砂漠で緊急事態
少し短めです。明日は投稿出来ないと思います。
――迷宮第88階層――
「暑いー」
休憩では、交替で見張りをして、見張りの人がマジックトーチの魔力補給をして各自睡眠を取ってから一気に進んで、88階層に降りてきました。
88階層は今までで初となる砂漠の階層です。
石が積み上げられているような階層は比較的狭いですが、
森の階層、草原の階層は下の階層へと続く階段を探すのに苦労します。
そして、私はそもそも砂漠が初めてですが、この階層はかなり高温で汗が吹き出します。
予想以上に砂漠は暑く、かなり疲れます。
「あっそうだ!」
暑さで誰も話さないなか、口を開けたのはトウヤさん。

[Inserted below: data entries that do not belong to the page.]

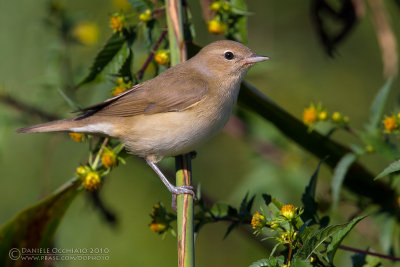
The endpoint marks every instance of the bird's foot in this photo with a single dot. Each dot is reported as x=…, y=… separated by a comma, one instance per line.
x=193, y=154
x=184, y=189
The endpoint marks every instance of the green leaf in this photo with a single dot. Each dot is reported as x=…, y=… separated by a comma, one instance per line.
x=394, y=167
x=220, y=210
x=299, y=263
x=241, y=21
x=141, y=5
x=381, y=146
x=104, y=57
x=333, y=232
x=308, y=198
x=378, y=106
x=114, y=66
x=339, y=174
x=271, y=262
x=338, y=237
x=267, y=199
x=67, y=99
x=230, y=228
x=364, y=260
x=241, y=26
x=34, y=227
x=126, y=68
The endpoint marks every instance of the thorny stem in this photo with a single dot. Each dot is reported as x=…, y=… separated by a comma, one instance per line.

何か案があるようです。
「物理的に涼しくしたらいいんじゃないか!」
「でも、どうやってこの広さの砂漠を涼しくするんですか?」
「俺のスキルとか、アルカの魔法でやればいいんじゃないのか?」
質問に疑問で返すトウヤさん。そこで、アルカに視線を送ると、
ぶんぶんと顔を横に振った。無理という意味かな。
「まあ、ものは試しだ! 『ヴォル・ザード』!」
高さ15メートルの氷の山が出来上がった。
次の瞬間、氷の山の頂上が爆発して上から順に爆発していき、
数秒後には小さく砕けた氷の粒が降ってきた。
「雪さな?」
「そうだ! 雪で冷やそう作戦!!」
しかし、雪は地面に振るより先に溶けてしまって
雪というよりは、雨だった。
気持ち涼しくなった様な気はします。
「無理そうですね」
「そうだな……」
結局諦めて、進むことになった。
その後、アルカが魔法でトマトサイズの氷を作って、それで暑さを少し紛らわしながら進んだ。
魔物が全然出ないけど、そういう階層もあるのかな?
そう思っていると、アルカが口を開いた。
「そういえば、全然魔物でんさんな」
「おい、それフラ……」
トウヤさんが話している途中に急に、轟音が鳴り響き地面が揺れた。
揺れは数秒で鳴りやんだ。
間もなく、今度は辺りの地面に穴が開き、砂がどんどん落ちだした。
砂は次第に渦を巻き、私達も足が取られて穴に引き寄せらていく。
穴は少しずつ大きさを増して吸い込まれる勢いが増していく。
私は足が砂に沈み身動きが取れなくなった。
トウヤさんもアルカも足が沈んでいっている。
「トウヤさーん!」
「ベル! アルカ!」
「皆さんー!」
三人は別方向に引き寄せられたのだ。
そして間もなく、私は穴に落ちた。
『どうか皆さん無事で!』
心の中で祈ったところで、私の意識は途絶えた。